9.7坪ハウス
時々このブログにコメントをくださる東京町家さんの完成見学会、建坪が9.7坪の家。1間半×6間半の、細長いお家なのだ。敷地面積は20坪に満たない。狭小と言っていい敷地・家。
大きな公園の前に、その9.7坪ハウスはあった。公園の駐車場にクルマを停めて、子どもたちを連れて行く。のこのこと歩いていくと、パッと見てすぐにわかる外観。
なにしろひとさまのお宅を見させていただくのだから、子どもたちには「さわらない走らない」と言い聞かせ、壁など手垢で汚さないように白い手袋を貸していただき、子どもたちは手を洗ってから中へ。
入ってまず「広いー」。なんでだろう。
家の長い方向に一直線に視線が抜けるからだろうか?
てなことを考える間もなく、もうアトムは「階段のぼってみたいー」。ウランは「うきゃきゃきゃきゃー」だ。たたたのむ、キミたち靴下脱がないでくれー。そりゃ無垢のパインの床、素足になりたい気持ちはわかる、でもなにしろここはひとさまの、できたての家…。あー。
靴下をなんとか子どもたちに履かせ、見学再開。家の中、気がつけば木の香りがする。やっぱり木の香りだね。クスリ臭いにおいをかいで「新築のにおいー」なんて言ったりすることもあるけれど、それよく考えるといいにおいじゃない。お茶でも食べ物でもそうだけれど、いいものって、いつのまにかカラダにスッと入ってくる。

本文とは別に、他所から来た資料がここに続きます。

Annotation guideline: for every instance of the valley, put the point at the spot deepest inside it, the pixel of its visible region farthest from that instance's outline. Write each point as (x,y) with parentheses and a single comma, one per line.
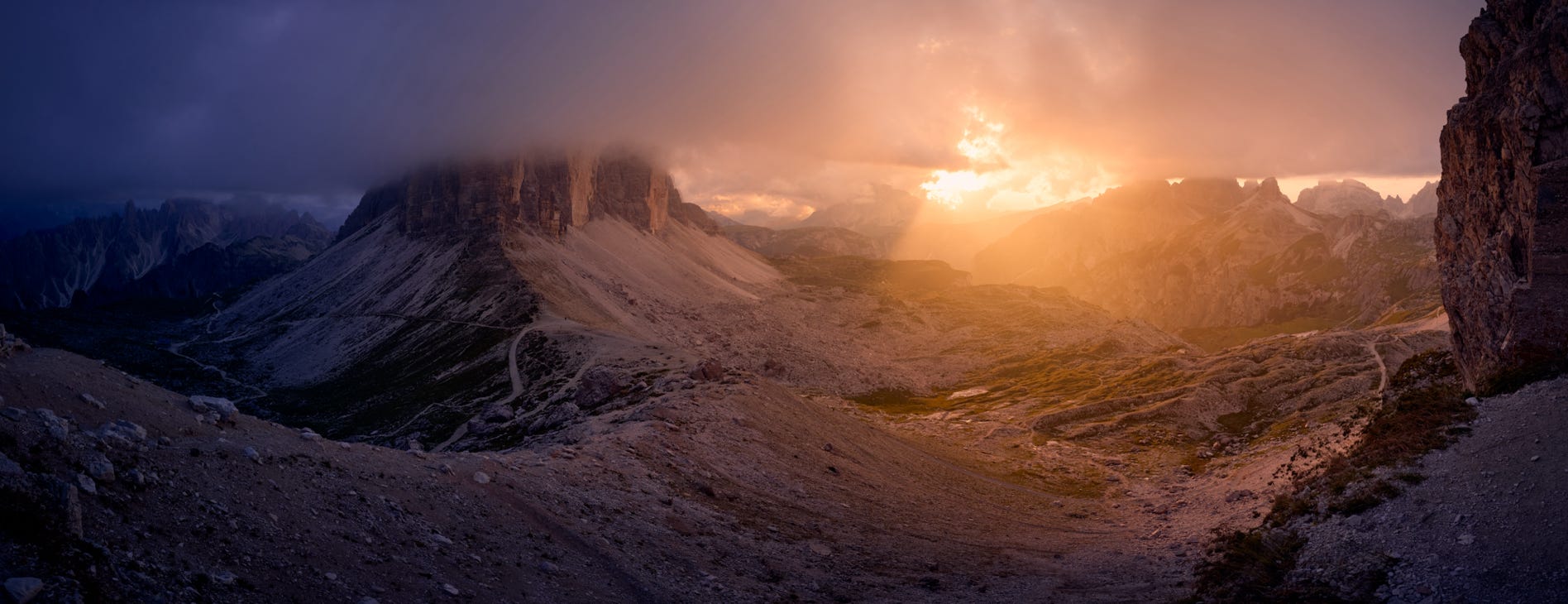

木戸、網戸、ガラス戸の3枚が、デッキに面した開口に入っていて、引き込めるようになっている。ガラス戸のガラスがまたクリアで、どこか懐かしいような気持ちにもなる。よく考えると、網目の入ったガラスとかデコボコすりゃいいんでしょみたいな曇りガラスとか、そんなガラスが入っている窓が、もう普通になってしまっている。なんでだ?
そして手前に障子戸。やっぱり、障子を通した光はいいな。
収納も各部屋にいっぱいある。特に台所まわりにたくさん収納があるのは嬉しい。
立地が公園の前というか公園の中みたいなところで、この場所に住めば、毎日広い公園で楽しく暮らせるのだろうなと思う。公園に住むなんて、憧れだ。夢に見たこともあるぐらいだ。
敷地が小さくても、だから、この場所に家を、ということなのかな。
子どもたちがぐずりだしたので、目の前の公園へ遊びに移動することにして、9.7坪ハウスをあとにする。